Cross Validated Asked by Maxbit on February 22, 2021
I understand that negative sampling in the skip-gram model of word2vec changing the classification from given a center word c, what is the probability of a context word o to accur
to given a tuple (c,o), how likely is it that they will appear in the same context
.
However, I’ve got two questions. First, the loss function of the negative sampling approach is often stated along the lines of $log sigma(w^Tc) + k cdot sum_{E_{c_N~P(w)}} [log -sigma (w^Tc_N)]$. What we can see here and what is already stated in [1], that for each training sample, we consider $k$ negative training samples. Why do we consider k negative samples for each positive one? Why doesn’t this cause a bias in our data, as we have a lot more negative samples than the positive ones?
And what does "consider" exactly mean in this context? We can only input one training sample at a time in our network. Does it mean we input a positive sample, do backprop, and then $k$ times input negative samples and do backprop?

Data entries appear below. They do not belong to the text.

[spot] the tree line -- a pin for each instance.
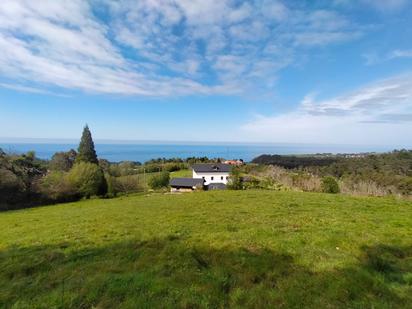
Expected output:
(27, 181)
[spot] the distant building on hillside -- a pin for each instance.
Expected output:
(238, 162)
(212, 173)
(186, 184)
(209, 176)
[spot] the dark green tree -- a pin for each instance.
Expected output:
(86, 151)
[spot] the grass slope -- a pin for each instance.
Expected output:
(209, 249)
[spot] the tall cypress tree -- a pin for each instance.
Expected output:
(86, 151)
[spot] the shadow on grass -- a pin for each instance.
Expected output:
(169, 273)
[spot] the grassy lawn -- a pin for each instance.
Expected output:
(209, 249)
(181, 173)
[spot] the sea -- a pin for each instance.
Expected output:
(142, 152)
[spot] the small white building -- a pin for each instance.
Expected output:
(215, 173)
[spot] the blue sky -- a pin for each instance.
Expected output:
(336, 71)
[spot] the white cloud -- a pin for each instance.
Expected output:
(159, 47)
(400, 54)
(379, 113)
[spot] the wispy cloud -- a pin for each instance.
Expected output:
(376, 113)
(160, 47)
(374, 58)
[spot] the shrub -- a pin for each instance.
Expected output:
(330, 185)
(56, 187)
(63, 161)
(406, 186)
(88, 179)
(123, 184)
(11, 187)
(159, 181)
(235, 180)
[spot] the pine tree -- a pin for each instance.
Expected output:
(86, 151)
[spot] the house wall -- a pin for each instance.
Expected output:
(217, 177)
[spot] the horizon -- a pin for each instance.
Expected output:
(256, 71)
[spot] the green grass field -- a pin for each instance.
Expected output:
(181, 173)
(209, 249)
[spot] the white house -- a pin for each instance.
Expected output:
(215, 173)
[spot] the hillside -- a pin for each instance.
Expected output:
(209, 249)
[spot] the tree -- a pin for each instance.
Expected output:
(235, 180)
(63, 161)
(86, 151)
(330, 185)
(160, 181)
(88, 179)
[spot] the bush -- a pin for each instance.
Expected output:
(330, 185)
(160, 181)
(235, 180)
(11, 188)
(88, 179)
(56, 187)
(123, 184)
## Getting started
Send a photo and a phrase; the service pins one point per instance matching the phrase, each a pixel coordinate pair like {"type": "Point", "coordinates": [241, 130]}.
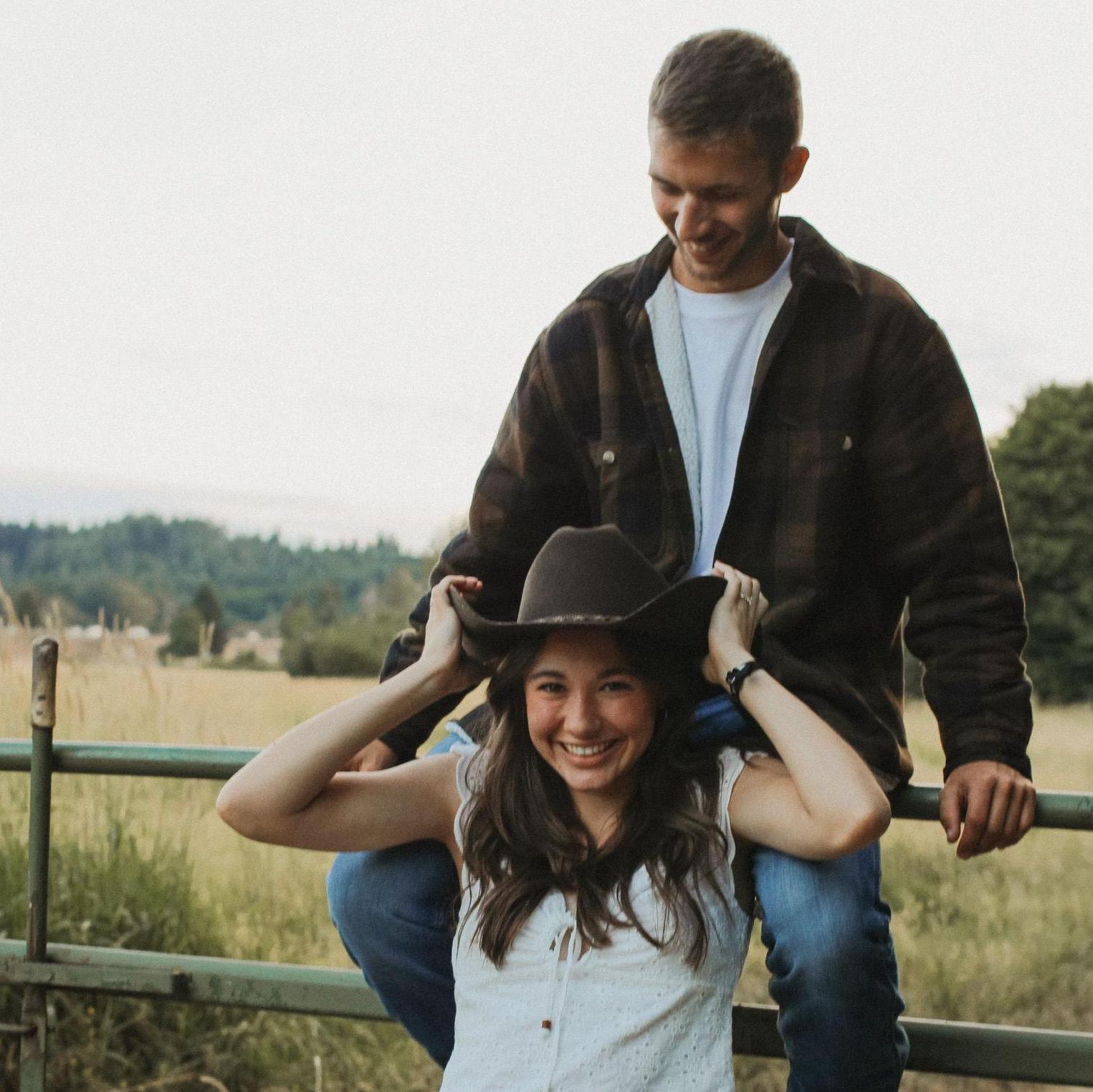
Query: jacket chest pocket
{"type": "Point", "coordinates": [610, 461]}
{"type": "Point", "coordinates": [816, 509]}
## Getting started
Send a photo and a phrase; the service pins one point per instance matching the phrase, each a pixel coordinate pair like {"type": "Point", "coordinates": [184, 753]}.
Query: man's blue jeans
{"type": "Point", "coordinates": [830, 954]}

Secondly, [2] provides a great tutorial on how to implement negative sampling. The source code there is as follows:
posTrainSet = []
# add positive examples
for document in corpus:
for i in range(1, len(document)-1):
word = word_to_ix[document[i]]
context_words = [word_to_ix[document[i-1]], word_to_ix[document[i+1]]]
for context in context_words:
posTrainSet.append((word, context))
n_pos_examples = len(posTrainSet)
# add the same number of negative examples
n_neg_examples = 0
negTrainSet = []
while n_neg_examples < n_pos_examples:
(word, context) = generate_negative_sample(wordProb)
# convert to indicies
word, context = word_to_ix[word], word_to_ix[context]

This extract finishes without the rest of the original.